On our 3rd day in Hoi An, we were ready to get out and do something! We went to the Sleepy Gecko Chillout Bar to arrange a bicycle tour for the next day.
We had to cross the river on a bridge that is closed to cars and trucks.
When we got to the Sleepy Gecko (To 5 Thon Xuyen Trung, CamNam, Hoi An, Telephone +84 (0) 908 426-349), it was only about 9 or 10 in the morning so we had a nice relaxing brunch.
Fortuitously, Sleepy Gecko owner Steve has two daughters, each a little younger than Jojo and Deeds. They had a great time “playing billiards” together, and the food was good too.
The place was still decorated for Christmas, as it was only December 30. Deeds liked the Santa Claus boot ornament.
Jojo had pho with chicken, and the rest of us had western delicacies. Weary travelers will find some good western-style comfort food at the Sleepy Gecko, like meat pies, loaded baked potato, chicken fingers, and grilled cheese sandwich.
Deeds is going through an independent phase where he isn’t willing to hold my hand or be carried very often.
This being the case, we are usually found straggling far behind Papa and Jojo when we are out and about on foot.
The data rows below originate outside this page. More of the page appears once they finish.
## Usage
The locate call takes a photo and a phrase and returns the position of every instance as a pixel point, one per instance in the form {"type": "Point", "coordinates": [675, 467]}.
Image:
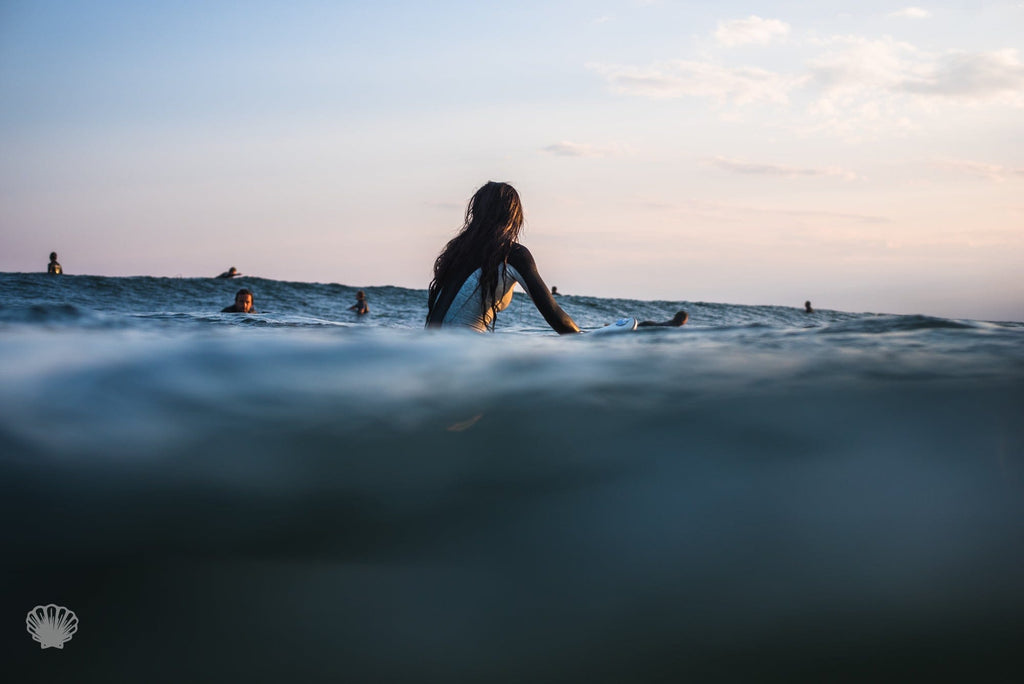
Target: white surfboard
{"type": "Point", "coordinates": [621, 326]}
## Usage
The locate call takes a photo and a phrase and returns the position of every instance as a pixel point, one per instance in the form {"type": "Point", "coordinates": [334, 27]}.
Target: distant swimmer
{"type": "Point", "coordinates": [243, 303]}
{"type": "Point", "coordinates": [677, 321]}
{"type": "Point", "coordinates": [476, 271]}
{"type": "Point", "coordinates": [360, 303]}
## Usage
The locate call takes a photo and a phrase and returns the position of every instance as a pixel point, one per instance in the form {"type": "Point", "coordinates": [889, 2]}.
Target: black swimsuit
{"type": "Point", "coordinates": [465, 305]}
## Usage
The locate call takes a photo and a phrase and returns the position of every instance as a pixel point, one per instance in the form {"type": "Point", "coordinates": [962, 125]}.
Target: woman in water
{"type": "Point", "coordinates": [476, 271]}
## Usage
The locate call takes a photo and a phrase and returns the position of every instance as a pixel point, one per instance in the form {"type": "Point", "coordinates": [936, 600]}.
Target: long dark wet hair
{"type": "Point", "coordinates": [494, 218]}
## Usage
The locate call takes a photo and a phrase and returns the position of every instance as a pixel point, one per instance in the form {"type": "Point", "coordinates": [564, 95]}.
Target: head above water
{"type": "Point", "coordinates": [244, 300]}
{"type": "Point", "coordinates": [494, 219]}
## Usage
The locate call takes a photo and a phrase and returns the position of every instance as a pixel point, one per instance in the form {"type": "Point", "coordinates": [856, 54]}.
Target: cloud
{"type": "Point", "coordinates": [567, 148]}
{"type": "Point", "coordinates": [911, 13]}
{"type": "Point", "coordinates": [753, 30]}
{"type": "Point", "coordinates": [852, 86]}
{"type": "Point", "coordinates": [980, 76]}
{"type": "Point", "coordinates": [751, 168]}
{"type": "Point", "coordinates": [993, 172]}
{"type": "Point", "coordinates": [740, 85]}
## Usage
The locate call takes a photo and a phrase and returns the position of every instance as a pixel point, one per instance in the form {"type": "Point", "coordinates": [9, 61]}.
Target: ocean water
{"type": "Point", "coordinates": [304, 495]}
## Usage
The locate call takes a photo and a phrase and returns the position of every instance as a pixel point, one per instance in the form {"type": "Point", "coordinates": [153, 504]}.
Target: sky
{"type": "Point", "coordinates": [866, 156]}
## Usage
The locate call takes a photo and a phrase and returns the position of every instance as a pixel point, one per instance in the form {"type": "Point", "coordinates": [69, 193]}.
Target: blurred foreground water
{"type": "Point", "coordinates": [760, 496]}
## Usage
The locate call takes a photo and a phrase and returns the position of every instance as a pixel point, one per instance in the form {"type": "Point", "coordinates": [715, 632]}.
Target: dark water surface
{"type": "Point", "coordinates": [303, 495]}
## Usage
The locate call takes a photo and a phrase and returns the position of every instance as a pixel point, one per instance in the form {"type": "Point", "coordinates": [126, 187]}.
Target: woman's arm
{"type": "Point", "coordinates": [525, 273]}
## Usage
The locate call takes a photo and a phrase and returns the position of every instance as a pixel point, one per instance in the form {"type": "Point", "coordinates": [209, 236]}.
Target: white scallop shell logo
{"type": "Point", "coordinates": [52, 626]}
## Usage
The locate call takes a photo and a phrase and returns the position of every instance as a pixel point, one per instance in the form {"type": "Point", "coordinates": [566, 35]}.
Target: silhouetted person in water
{"type": "Point", "coordinates": [475, 272]}
{"type": "Point", "coordinates": [678, 321]}
{"type": "Point", "coordinates": [243, 303]}
{"type": "Point", "coordinates": [360, 303]}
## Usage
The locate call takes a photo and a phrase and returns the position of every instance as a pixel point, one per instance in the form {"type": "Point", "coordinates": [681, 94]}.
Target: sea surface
{"type": "Point", "coordinates": [303, 495]}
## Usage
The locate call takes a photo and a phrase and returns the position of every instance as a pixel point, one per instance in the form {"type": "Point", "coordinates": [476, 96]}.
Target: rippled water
{"type": "Point", "coordinates": [760, 496]}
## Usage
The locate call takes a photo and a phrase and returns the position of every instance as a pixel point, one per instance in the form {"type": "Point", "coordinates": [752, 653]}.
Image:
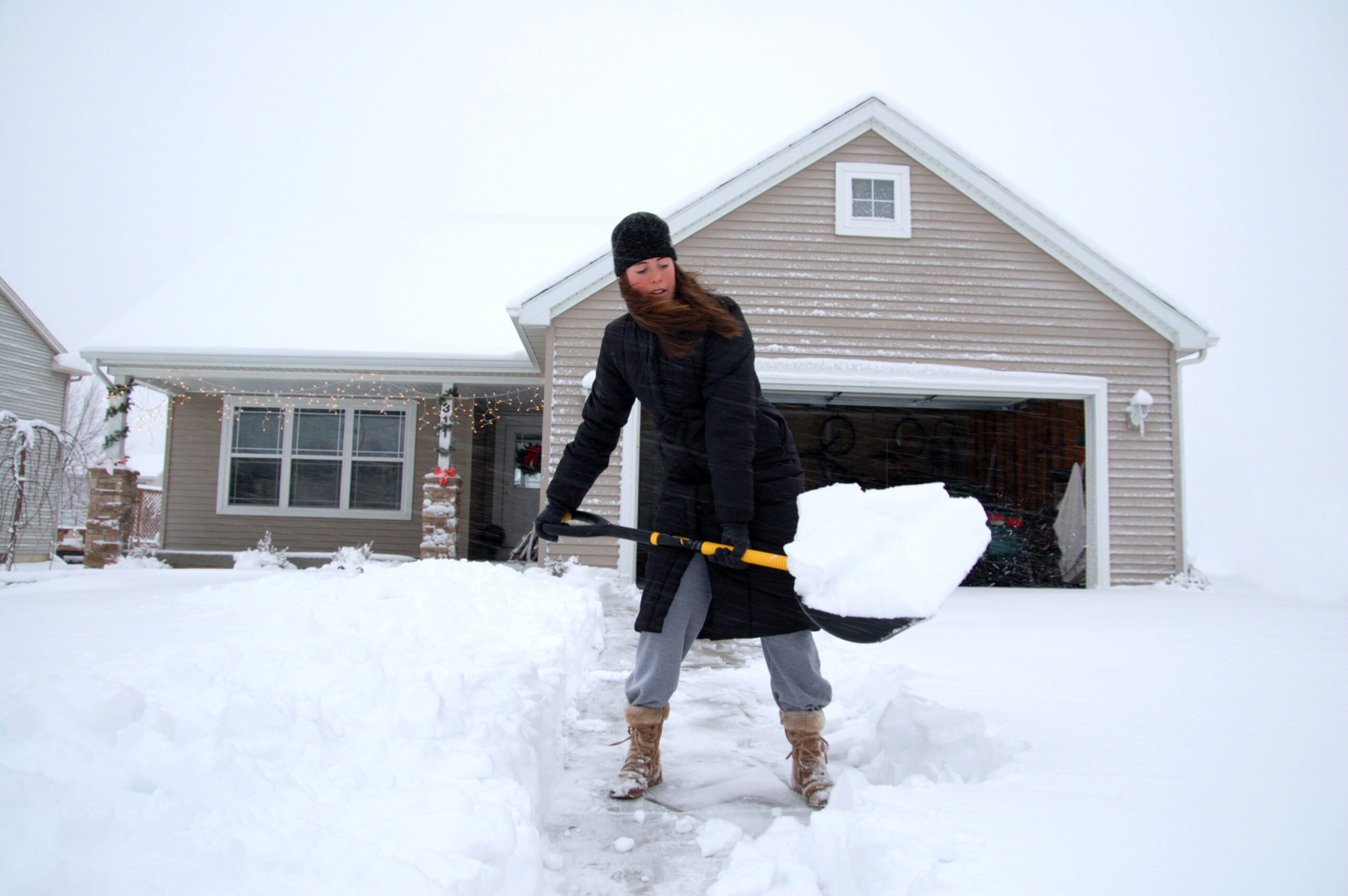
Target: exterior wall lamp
{"type": "Point", "coordinates": [1138, 409]}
This banana lady came up and insisted that I take her picture with Deeds, even though I told her “no money” (I really only had like less than $5 on me). She said “no money, okay” but then after the picture she knelt down, put some bananas in a bag, handed them to Deeds, and turned to me and said, “20,000 Dong”.
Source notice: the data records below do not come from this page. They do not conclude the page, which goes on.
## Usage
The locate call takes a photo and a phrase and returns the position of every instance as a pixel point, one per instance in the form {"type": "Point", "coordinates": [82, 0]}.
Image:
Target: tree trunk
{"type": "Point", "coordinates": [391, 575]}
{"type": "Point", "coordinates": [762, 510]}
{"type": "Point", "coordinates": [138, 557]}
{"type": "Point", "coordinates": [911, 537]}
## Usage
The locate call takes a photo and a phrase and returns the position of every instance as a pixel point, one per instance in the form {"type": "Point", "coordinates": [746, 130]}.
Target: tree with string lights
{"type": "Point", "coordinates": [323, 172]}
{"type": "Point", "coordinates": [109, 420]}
I already knew she was going to do that (I should never have taken the picture! My spidey senses were tingling), so I just gave her the darn money and went on our way. I should have demanded more than 3 bananas though, and one of them had ants crawling out of a split in the skin!
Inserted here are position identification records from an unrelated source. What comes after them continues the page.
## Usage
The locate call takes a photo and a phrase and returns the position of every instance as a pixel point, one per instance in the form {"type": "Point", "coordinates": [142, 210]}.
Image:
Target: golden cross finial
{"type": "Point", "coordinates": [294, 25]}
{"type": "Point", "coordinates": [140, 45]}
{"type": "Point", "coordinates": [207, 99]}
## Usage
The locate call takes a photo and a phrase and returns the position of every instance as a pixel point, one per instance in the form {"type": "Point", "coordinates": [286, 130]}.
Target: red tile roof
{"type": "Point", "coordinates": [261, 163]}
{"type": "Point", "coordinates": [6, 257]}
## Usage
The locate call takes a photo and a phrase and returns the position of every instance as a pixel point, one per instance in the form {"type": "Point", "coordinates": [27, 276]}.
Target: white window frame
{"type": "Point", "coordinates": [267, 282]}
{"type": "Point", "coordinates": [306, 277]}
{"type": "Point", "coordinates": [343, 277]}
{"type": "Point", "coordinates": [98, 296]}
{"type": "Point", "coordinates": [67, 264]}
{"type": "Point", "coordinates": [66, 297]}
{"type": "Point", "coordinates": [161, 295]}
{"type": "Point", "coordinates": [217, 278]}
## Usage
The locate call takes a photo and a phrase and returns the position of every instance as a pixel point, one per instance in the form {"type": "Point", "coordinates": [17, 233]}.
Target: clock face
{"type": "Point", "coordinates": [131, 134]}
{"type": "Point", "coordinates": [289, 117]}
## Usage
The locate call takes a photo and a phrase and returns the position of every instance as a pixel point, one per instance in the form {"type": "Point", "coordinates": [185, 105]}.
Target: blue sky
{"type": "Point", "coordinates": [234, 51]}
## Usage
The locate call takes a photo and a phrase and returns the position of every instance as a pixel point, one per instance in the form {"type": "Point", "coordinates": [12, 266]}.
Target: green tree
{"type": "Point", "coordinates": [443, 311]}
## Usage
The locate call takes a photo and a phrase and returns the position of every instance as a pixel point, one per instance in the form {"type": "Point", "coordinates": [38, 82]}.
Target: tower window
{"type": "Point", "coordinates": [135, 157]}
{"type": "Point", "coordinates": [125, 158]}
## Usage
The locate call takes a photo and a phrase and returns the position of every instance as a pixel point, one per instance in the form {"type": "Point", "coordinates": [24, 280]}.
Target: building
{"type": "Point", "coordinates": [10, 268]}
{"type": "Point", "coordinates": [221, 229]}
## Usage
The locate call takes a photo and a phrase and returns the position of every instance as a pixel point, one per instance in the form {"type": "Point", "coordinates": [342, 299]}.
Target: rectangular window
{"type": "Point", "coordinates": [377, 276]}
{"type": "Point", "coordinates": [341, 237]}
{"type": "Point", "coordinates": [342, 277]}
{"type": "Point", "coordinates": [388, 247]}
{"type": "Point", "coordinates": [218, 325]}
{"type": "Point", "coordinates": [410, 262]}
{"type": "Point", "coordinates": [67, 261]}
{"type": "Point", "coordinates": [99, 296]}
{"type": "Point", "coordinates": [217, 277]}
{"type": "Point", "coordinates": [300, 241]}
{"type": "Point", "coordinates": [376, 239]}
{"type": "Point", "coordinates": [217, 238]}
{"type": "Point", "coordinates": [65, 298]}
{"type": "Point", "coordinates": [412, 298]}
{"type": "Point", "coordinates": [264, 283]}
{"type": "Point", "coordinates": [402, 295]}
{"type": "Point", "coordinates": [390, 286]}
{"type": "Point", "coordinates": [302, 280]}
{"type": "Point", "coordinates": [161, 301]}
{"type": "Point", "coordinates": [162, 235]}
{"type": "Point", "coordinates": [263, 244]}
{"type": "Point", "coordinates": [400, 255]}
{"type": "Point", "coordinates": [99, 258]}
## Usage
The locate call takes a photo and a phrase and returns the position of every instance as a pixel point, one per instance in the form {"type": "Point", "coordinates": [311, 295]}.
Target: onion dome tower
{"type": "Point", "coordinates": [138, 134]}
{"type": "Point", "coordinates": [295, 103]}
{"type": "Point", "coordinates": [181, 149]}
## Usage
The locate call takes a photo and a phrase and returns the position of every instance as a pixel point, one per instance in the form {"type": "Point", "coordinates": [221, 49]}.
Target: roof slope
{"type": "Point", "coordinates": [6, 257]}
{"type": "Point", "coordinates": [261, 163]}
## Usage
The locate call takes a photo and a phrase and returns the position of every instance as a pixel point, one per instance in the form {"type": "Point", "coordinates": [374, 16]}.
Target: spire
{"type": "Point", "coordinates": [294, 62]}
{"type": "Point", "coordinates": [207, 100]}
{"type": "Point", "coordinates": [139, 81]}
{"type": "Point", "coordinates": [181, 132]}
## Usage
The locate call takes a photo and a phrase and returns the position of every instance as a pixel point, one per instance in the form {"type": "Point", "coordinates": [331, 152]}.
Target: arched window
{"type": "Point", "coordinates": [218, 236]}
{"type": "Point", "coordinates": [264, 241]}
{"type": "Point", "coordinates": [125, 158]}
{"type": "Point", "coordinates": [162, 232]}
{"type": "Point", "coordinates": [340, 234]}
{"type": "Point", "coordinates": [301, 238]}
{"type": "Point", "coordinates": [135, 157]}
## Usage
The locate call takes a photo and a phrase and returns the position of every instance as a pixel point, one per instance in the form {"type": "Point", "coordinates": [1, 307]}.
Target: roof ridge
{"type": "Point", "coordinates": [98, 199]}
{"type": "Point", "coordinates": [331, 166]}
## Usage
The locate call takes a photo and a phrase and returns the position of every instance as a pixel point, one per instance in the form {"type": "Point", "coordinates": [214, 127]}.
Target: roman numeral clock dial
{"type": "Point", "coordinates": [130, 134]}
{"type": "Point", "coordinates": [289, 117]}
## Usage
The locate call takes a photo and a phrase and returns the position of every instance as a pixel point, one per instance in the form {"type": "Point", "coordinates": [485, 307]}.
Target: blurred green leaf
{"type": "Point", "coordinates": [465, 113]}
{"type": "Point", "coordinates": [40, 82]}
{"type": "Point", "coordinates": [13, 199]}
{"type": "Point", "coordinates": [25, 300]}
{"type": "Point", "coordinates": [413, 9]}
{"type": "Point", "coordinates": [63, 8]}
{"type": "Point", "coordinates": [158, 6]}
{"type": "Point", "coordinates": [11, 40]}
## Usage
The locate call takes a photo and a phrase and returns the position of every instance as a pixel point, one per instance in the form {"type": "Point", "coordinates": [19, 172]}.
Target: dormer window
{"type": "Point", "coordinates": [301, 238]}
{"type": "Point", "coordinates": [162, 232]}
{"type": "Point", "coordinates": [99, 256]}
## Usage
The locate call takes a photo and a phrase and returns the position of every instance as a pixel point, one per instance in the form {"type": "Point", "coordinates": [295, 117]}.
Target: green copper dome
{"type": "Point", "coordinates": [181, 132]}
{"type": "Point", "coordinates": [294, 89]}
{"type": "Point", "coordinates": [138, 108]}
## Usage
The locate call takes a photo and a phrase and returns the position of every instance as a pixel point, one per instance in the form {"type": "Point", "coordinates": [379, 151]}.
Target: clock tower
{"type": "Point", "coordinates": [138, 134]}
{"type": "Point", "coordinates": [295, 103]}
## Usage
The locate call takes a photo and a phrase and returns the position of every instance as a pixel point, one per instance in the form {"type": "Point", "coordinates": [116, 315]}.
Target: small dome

Also in town, we checked on the cool Monkees-style boots we had made for Jojo at this shoe shop:
We went back to our hotel for nap time and then rented two bicycles and followed the “walking tour” outlined in our (outdated, 2003 version) Lonely Planet Guidebook.
The Japanese Covered Bridge is an interesting piece of history, originally built in 1593. It is a covered bridge and has a small temple built into the side. Jojo wanted to drop some money into the donation box, and then of course Deeds had to do the same.
Sorry to the random tourist lady who didn’t step out of our family photo.
The Chinese Assembly Hall we visited has been in use since the 1770’s and had photos displayed of a visit from Jiang Zemin (China’s leader from 1989-2002). I’m sure more details were written somewhere in a language that I can’t read.
When we walked inside I was amazed at how much incense was hanging from the ceiling. And I wondered why they also had a no smoking sign posted? How would anyone know where the smoke was coming from?